Detailed Design of a Distributed Cache
Let's understand the detailed design of a distributed cache.
This lesson will identify some shortcomings of the high-level design of a distributed cache and improve the design to cover the gaps. Let’s get started.
Find and remove limitations#
Before we get to the detailed design, we need to understand and overcome some challenges:
- There’s no way for the cache client to realize the addition or failure of a cache server.
- The solution will suffer from the problem of single point of failure (SPOF) because we have a single cache server for each set of cache data. Not only that, if some of the data on any of the cache servers is frequently accessed (generally referred to as a hotkey problem), then our performance will also be slow.
- Our solution also didn’t highlight the internals of cache servers. That is, what kind of data structures will it use to store and what eviction policy will it use?
Maintain cache servers list#
Let’s start by resolving the first problem. We’ll take incremental steps toward the best possible solution. Let’s look at the following slides to get an idea of each of the solutions described below:
1 of 3
2 of 3
3 of 3
- Solution 1: It’s possible to have a configuration file in each of the service hosts where the cache clients reside. The configuration file will contain the updated health and metadata required for the cache clients to utilize the cache servers efficiently. Each copy of the configuration service can be updated through a push service by any DevOps tool. The main problem with this strategy is that the configuration file will have to be manually updated and deployed through some DevOps tools.
- Solution 2: We can store the configuration file in a centralized location that the cache clients can use to get updated information about cache servers. This solves the deployment issue, but we still need to manually update the configuration file and monitor the health of each server.
- Solution 3: An automatic way of handling the issue is to use a configuration service that continuously monitors the health of the cache servers. In addition to that, the cache clients will get notified when a new cache server is added to the cluster. When we use this strategy, no human intervention or monitoring will be required in case of failures or the addition of new nodes. Finally, the cache clients obtain the list of cache servers from the configuration service.
The configuration service has the highest operational cost. At the same time, it’s a complex solution. However, it’s the most robust among all the solutions we presented.
Improve availability#
The second problem relates to cache unavailability if the cache servers fail. A simple solution is the addition of replica nodes. We can start by adding one primary and two backup nodes in a cache shard. With replicas, there’s always a possibility of inconsistency. If our replicas are in close proximity, writing over replicas is performed synchronously to avoid inconsistencies between shard replicas. It’s crucial to divide cache data among shards so that neither the problem of unavailability arises nor any hardware is wasted.
This solution has two main advantages:
- There’s improved availability in case of failures.
- Hot shards can have multiple nodes (primary-secondary) for reads.
Not only will such a solution improve availability, but it will also add to the performance.
Internals of cache server#
Each cache client should use three mechanisms to store and evict entries from the cache servers:
- Hash map: The cache server uses a hash map to store or locate different entries inside the RAM of cache servers. The illustration below shows that the map contains pointers to each cache value.
- Doubly linked list: If we have to evict data from the cache, we require a linked list so that we can order entries according to their frequency of access. The illustration below depicts how entries are connected using a doubly linked list.
- Eviction policy: The eviction policy depends on the application requirements. Here, we assume the least recently used (LRU) eviction policy.

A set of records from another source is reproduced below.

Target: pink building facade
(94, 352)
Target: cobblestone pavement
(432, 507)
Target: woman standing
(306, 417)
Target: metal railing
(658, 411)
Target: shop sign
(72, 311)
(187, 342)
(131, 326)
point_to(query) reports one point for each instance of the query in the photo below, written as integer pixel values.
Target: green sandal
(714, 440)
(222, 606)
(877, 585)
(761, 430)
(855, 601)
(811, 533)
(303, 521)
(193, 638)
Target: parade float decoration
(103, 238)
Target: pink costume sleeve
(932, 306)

A depiction of a sharded cluster along with a node’s data structure is provided below:
It’s evident from the explanation above that we don’t provide a
delete
API. This is because the eviction (through eviction algorithm) and deletion (of expired entries through TTL) is done locally at cache servers. Nevertheless, situations can arise where thedelete
API may be required. For example, when we delete a recently added entry from the database, it should result in the removal of items from the cache for the sake of consistency.
Detailed design#
We’re now ready to formalize the detailed design after resolving each of the three previously highlighted problems. Look at the detailed design below:
Let’s summarize the proposed detailed design in a few points:
- The client’s requests reach the service hosts through the load balancers where the cache clients reside.

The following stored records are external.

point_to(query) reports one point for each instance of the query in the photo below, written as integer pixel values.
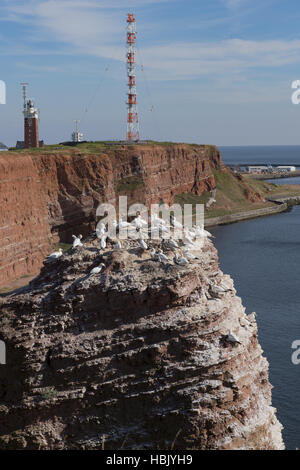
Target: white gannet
(175, 223)
(187, 239)
(172, 243)
(118, 245)
(155, 220)
(97, 269)
(201, 232)
(55, 255)
(143, 245)
(139, 222)
(123, 224)
(161, 256)
(101, 230)
(77, 241)
(188, 255)
(181, 260)
(103, 242)
(232, 338)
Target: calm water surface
(263, 257)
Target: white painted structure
(76, 135)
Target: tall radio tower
(133, 131)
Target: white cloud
(233, 3)
(89, 28)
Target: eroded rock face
(45, 197)
(138, 354)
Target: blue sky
(214, 71)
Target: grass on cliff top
(231, 194)
(93, 147)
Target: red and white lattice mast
(133, 131)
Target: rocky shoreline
(138, 353)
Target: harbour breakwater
(137, 356)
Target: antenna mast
(133, 131)
(24, 86)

- Each cache client uses consistent hashing to identify the cache server. Next, the cache client forwards the request to the cache server maintaining a specific shard.
- Each cache server has primary and replica servers. Internally, every server uses the same mechanisms to store and evict cache entries.
- Configuration service ensures that all the clients see an updated and consistent view of the cache servers.
- Monitoring services can be additionally used to log and report different metrics of the caching service.
Note: An important aspect of the design is that cache entries are stored and retrieved from RAM. We discussed the suitability of RAM for designing a caching system in the previous lesson.
Point to Ponder
Question
While consistent hashing is a good choice, it may result in unequal distribution of data, and certain servers may get overloaded. How do we resolve this problem?
A number of consistent hashing algorithms’ flavors have been suggested over time. We can use one such flavor (used here) that distributes load uniformly and even makes multiple copies of the same data on different cache servers. Each cache server can have virtual servers inside it, and the number of virtual servers in a machine depends on the machine’s capability. This results in a finer control on the amount of load on a cache server. At the same time, it improves availability.